生き物は全て種の繁栄のために活動を続けていますが,日本の出生率が2を割る状況は日本人が種の絶滅に向かって社会活動を続けている事を意味します. それを学会には直接関係無い事として無視していて本当に良いのでしょうか? 私には学会にもできる事があるように思われます.学会の大きな役割の一つに人材の育成があります. これまでは,主に技術的な面に主眼が置かれて来ましたが, これからは製造物責任や環境問題など技術が社会に与える影響をも見据えられるグローバルな広い視野(単に国際通と言う意味ではありません) を持った人材の育成が必要になって来ています.このグローバルな広い視野には, 自分を幸せにするには社会を幸せにするのが一番大切である事を理解できる事も意味します. 最近では仕事に追われ家庭での時間がほとんど無いと言う状況が多く成って来ています. これは,グローバルな広い視野を持て無いために,周りを敵と考えることで必要以上に社会での競争が激化しているためだと考えられます. 本当の意味でのグローバルな広い視野を持った人材を育てる事で社会の過剰競争を治める事ができれば,家庭での充実した時間を作れるようになりますので, 子育てに力を注げるようになり出生率の低下に歯止めを掛ける事に繋がります.
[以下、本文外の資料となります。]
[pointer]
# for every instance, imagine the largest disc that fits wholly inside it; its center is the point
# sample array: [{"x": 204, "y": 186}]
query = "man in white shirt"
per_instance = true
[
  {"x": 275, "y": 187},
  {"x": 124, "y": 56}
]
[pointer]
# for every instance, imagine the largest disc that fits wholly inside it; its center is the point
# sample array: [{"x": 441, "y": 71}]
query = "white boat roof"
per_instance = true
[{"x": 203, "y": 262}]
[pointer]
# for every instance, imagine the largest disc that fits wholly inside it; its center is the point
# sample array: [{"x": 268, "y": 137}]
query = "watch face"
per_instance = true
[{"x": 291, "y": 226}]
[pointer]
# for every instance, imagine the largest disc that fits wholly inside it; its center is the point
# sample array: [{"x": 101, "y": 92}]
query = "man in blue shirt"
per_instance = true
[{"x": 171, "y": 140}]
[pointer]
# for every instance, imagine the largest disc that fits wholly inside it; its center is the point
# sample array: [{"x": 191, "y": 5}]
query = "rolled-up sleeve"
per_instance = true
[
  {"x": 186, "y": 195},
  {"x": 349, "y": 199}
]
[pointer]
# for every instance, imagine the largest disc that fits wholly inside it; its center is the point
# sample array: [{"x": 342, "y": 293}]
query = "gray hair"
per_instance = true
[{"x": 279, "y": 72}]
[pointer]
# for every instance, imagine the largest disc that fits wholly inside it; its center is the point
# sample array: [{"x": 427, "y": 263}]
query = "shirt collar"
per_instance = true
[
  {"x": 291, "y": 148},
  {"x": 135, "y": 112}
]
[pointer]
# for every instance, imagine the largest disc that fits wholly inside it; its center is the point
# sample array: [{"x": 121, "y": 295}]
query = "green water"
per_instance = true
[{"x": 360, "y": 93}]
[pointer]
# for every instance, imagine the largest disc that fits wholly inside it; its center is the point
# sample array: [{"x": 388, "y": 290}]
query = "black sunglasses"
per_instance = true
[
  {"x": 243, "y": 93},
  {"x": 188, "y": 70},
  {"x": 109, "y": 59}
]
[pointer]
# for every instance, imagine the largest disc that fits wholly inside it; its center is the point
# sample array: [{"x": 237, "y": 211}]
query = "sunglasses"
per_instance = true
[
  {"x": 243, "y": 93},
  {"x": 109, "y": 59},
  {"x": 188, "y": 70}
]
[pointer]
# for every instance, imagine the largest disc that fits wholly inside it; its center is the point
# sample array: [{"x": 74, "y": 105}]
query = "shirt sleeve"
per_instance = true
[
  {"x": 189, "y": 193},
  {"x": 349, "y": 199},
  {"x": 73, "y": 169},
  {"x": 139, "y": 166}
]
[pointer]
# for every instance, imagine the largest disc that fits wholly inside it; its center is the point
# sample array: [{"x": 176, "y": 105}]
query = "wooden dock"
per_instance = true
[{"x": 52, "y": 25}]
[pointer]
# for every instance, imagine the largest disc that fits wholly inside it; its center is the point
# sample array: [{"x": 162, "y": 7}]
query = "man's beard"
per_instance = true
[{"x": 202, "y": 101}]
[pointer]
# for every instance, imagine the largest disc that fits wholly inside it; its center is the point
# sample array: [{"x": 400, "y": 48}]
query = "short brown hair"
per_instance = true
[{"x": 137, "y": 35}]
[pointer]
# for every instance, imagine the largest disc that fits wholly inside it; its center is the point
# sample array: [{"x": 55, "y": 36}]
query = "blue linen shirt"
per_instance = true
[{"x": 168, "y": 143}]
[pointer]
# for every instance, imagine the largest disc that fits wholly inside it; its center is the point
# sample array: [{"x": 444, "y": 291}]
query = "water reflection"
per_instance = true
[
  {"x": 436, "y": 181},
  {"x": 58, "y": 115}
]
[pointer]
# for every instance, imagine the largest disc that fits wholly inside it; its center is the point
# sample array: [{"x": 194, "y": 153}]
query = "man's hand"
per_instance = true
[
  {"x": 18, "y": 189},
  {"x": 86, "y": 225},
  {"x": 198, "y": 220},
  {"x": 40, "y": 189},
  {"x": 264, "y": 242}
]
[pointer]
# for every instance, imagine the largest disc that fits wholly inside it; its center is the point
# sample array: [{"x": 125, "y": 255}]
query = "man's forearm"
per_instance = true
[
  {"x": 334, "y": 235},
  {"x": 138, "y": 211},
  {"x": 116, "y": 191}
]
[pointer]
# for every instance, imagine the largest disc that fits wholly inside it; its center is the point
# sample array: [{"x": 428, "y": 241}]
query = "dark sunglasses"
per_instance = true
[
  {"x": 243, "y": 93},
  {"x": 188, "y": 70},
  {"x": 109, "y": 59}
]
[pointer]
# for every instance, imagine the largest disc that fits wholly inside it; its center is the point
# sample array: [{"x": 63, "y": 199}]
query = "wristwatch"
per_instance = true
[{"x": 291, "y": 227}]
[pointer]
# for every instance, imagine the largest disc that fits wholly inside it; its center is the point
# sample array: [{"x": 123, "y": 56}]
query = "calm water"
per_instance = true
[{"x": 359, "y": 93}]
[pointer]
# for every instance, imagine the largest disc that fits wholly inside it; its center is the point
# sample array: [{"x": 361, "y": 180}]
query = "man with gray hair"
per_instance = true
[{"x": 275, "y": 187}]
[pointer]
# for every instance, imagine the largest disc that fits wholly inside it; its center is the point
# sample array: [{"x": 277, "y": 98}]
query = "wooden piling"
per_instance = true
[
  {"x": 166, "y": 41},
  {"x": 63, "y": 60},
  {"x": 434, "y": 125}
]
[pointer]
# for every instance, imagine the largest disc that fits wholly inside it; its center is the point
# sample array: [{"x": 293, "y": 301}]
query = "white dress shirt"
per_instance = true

このようなグローバルな広い視野を持った人材を育成するためには,講演会や見学会などの知識の提供だけでは難しく,人との交流を幅広く持つ事が重要です. 関西支部は昔から他の学会に比べ非常に和やかな雰囲気で活動を続けているのが大きな特徴ですので,このような人材育成には最も向いていると言えます. これからのものづくり技術の発展だけで無く,日本の健全な発展を支える将来の人材を関西支部で育てて行きませんか? 学会行事への皆さんの参加はもちろん,若手技術者への積極的な参加勧誘が活動の第一歩です.皆様の支部行事への参加とご協力をお願い致します.